Bu iki ülke özellikle büyüme oranı ve enflasyon açısından
kıyaslandığında ise hem yapısal nedenlerden hem de kurumsal bakış açılarından
kaynaklanan önemli farklılıklardan söz etmek gerekiyor.
Rusya’da KOBİ’lerin sınırlı katkısı, özel sektör
dinamizminin nispeten düşük olması, nüfus dinamiklerindeki olumsuz gelişmeler
ve düşük yatırımlar nedeniyle büyüme oranı istenilen ölçüde artırılamıyor.
Türkiye’de ise özel sektörün dinamizmi ve nüfus katkısı daha fazla. Böylece
zaman zaman rasyonaliteden uzaklaşsa da kredi genişlemesi ile büyümeyi harekete
geçirmek daha çabuk gerçekleşiyor.
Rusya Merkez Bankasının enflasyon konusundaki tavrı Türkiye
Merkez Bankasına göre daha katı görünüyor. Rusya Merkez Bankası son yıllarda
hedeflediği enflasyonu ya tutturuyor ya da çok yaklaşıyor. Faiz silahını ise
düşük büyümeyi de göze alarak daha güçlü kullanıyor. Örneğin Rusya’da 2020
öncesi son üç yılın ortalama enflasyonu yüzde 3,6 iken politika faizinin bunun
yaklaşık iki katkı olarak uygulandığı anlaşılıyor. 2020 yılında salgın
nedeniyle faizleri gevşetmiş olan Rusya Merkez Bankasının enflasyon endişeleri
nedeniyle Aralık toplantısında faizi 4,25 oranında sabit tutarak yeni bir faiz
düşüşü yapmadığı görülüyor.
Türkiye’de 2020 öncesi son üç yılın ortalama enflasyonu
yüzde 14,69 iken, ortalama politika faiz oranının da aşağı yukarı aynı
seviyelerde uygulandığını görüyoruz. Dolayısıyla Türkiye Merkez Bankasının
enflasyon ve döviz kuru endişelerine rağmen faiz silahını Rusya kadar katı
kullanmadığı anlaşılıyor. Bunun sebepleri ise az çok malum.

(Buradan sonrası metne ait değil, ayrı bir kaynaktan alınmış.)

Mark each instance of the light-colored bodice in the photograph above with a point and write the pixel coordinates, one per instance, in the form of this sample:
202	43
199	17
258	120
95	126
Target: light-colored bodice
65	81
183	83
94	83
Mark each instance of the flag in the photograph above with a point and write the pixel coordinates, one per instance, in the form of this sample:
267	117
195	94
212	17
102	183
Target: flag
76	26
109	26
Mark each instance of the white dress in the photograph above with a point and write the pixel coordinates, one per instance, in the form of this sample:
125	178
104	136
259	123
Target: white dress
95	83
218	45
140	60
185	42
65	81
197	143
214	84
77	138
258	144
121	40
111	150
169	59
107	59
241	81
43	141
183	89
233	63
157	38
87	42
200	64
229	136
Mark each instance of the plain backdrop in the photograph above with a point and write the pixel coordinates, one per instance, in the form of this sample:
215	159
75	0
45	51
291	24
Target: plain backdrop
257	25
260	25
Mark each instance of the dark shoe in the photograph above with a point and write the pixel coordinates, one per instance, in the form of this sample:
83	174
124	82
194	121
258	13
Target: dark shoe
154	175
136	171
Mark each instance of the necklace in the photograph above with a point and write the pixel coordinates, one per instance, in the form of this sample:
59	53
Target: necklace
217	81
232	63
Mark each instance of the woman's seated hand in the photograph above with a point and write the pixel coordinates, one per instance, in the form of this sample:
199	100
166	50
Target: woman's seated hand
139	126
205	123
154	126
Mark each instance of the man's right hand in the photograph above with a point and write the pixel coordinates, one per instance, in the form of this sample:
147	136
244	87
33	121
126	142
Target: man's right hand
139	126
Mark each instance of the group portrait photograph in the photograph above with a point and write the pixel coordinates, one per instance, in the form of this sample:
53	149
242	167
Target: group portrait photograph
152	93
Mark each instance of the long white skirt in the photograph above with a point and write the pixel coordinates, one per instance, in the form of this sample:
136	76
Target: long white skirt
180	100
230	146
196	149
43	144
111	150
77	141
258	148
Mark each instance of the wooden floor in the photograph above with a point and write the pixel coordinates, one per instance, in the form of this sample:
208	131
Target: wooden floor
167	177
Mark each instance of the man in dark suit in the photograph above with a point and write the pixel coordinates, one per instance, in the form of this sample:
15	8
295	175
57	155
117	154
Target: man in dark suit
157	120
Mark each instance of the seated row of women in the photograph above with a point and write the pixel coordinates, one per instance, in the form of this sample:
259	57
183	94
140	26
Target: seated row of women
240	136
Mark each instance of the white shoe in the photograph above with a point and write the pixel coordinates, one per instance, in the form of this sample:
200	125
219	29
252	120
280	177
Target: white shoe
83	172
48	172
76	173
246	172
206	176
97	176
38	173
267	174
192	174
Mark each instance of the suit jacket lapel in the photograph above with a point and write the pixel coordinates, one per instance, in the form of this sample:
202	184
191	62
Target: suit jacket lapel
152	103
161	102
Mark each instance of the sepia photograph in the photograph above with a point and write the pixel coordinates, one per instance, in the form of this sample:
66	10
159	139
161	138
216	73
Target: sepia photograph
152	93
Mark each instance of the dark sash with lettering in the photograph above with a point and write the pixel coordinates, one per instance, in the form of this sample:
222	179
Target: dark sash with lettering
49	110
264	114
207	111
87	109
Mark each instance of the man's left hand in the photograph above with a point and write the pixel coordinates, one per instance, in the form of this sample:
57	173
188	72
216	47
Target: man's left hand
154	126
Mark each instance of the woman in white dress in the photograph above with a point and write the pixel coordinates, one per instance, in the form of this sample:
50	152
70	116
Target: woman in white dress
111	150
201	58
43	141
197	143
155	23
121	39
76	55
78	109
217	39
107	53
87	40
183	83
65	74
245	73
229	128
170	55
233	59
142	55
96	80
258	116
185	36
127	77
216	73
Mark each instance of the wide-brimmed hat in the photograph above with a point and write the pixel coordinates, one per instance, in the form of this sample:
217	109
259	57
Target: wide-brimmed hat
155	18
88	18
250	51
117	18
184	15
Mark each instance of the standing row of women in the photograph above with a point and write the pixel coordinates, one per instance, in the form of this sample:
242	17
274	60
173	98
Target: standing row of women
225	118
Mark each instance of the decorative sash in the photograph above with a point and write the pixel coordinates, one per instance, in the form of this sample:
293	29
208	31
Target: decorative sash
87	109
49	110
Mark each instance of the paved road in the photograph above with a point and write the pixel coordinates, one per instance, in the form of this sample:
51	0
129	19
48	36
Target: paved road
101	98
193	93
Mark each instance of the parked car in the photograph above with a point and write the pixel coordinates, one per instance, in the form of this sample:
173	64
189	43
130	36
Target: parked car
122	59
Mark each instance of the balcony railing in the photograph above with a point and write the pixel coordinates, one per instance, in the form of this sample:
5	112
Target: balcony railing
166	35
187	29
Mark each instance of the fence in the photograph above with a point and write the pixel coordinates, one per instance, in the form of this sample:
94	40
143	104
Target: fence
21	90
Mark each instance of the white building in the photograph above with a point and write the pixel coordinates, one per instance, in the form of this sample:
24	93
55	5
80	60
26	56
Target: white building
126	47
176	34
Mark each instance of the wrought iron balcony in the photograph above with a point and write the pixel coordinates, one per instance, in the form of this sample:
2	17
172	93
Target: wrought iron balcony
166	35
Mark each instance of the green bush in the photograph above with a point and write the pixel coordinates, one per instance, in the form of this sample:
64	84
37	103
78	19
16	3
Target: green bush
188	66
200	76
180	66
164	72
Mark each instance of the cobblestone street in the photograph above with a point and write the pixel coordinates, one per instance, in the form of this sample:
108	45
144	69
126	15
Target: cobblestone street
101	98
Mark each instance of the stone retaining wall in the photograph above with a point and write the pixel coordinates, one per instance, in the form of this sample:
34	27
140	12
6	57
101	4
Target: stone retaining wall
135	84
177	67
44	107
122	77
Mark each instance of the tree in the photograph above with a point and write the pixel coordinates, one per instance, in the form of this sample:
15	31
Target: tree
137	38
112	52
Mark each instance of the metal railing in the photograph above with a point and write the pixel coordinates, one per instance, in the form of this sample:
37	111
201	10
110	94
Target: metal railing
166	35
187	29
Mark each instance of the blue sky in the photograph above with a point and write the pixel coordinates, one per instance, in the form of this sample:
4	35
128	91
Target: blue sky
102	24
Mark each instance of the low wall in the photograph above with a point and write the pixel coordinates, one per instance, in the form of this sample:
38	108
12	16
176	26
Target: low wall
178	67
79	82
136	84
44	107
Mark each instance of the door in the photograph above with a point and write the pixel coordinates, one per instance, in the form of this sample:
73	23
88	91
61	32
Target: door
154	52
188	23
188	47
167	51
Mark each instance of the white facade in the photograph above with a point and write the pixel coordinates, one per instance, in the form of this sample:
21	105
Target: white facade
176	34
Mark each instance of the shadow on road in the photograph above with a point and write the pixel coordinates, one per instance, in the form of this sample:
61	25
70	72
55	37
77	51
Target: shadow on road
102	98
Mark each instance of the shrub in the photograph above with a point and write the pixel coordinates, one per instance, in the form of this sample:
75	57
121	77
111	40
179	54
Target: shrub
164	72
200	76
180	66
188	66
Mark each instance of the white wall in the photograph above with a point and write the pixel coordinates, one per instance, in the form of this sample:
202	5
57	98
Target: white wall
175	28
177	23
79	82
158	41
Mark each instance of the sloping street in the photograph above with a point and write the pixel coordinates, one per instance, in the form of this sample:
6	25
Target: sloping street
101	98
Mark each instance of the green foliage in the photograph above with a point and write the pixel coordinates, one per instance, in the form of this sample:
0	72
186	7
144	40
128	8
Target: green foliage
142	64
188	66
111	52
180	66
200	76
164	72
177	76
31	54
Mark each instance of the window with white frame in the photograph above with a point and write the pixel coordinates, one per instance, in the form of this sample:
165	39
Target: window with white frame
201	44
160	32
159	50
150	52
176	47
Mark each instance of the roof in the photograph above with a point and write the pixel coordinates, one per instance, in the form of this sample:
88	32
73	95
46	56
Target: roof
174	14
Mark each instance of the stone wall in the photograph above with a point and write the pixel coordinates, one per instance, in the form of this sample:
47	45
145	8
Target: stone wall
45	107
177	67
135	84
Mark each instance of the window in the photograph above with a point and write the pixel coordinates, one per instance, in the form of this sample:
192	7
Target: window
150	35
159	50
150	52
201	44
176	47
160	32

Türkiye’de genç nüfus dinamizmi ve yüksek işsizlik
nedeniyle ekonomi politikalarının temel olarak büyümeyi öncelediğini söylemek
mümkün.
Rusya ise nüfusun artmaması ve aktif nüfustaki azalma
nedeniyle düşük büyümeyi göze alıp enflasyonla daha katı şekilde mücadele edebiliyor.
Türkiye ile benzer boyutlarda kredi genişlemesi uygulanmıyor. Rusya ekonomisi
açısından en kritik konu petrol fiyatları oluyor genelde. Petrol fiyatlarının
düşmesi Ruble’nin değer kaybetmesi ile sonuçlanıyor. Fakat bu durum döviz
endişesinden çok bütçe gelirlerinin azalması ve halkın harcama eğiliminin
gerilemesine dönük psikolojik unsurlardan kaynaklanıyor kanımca.
Hem petrol fiyatlarındaki artışlar, hem de döviz
gelirlerinin azalması gibi faktörler Türkiye’yi cari açık üzerinden olumsuz
etkiliyor. TL’nin değer kaybetmesi ciddi enflasyonist etkiler, gelir dağılımı
etkileri, borç ödeme maliyetlerindeki artışlar gibi hususlar göz önüne
alındığında ciddi olumsuz etkilere neden oluyor. Buna rağmen faiz politikası
gerçekçi bir temelde uygulanamıyor. Örneğin geçmiş yıllarda yapılan hatalar
nedeniyle salgın döneminde etkili bir araç olmaktan uzak kalıyor faiz oranları.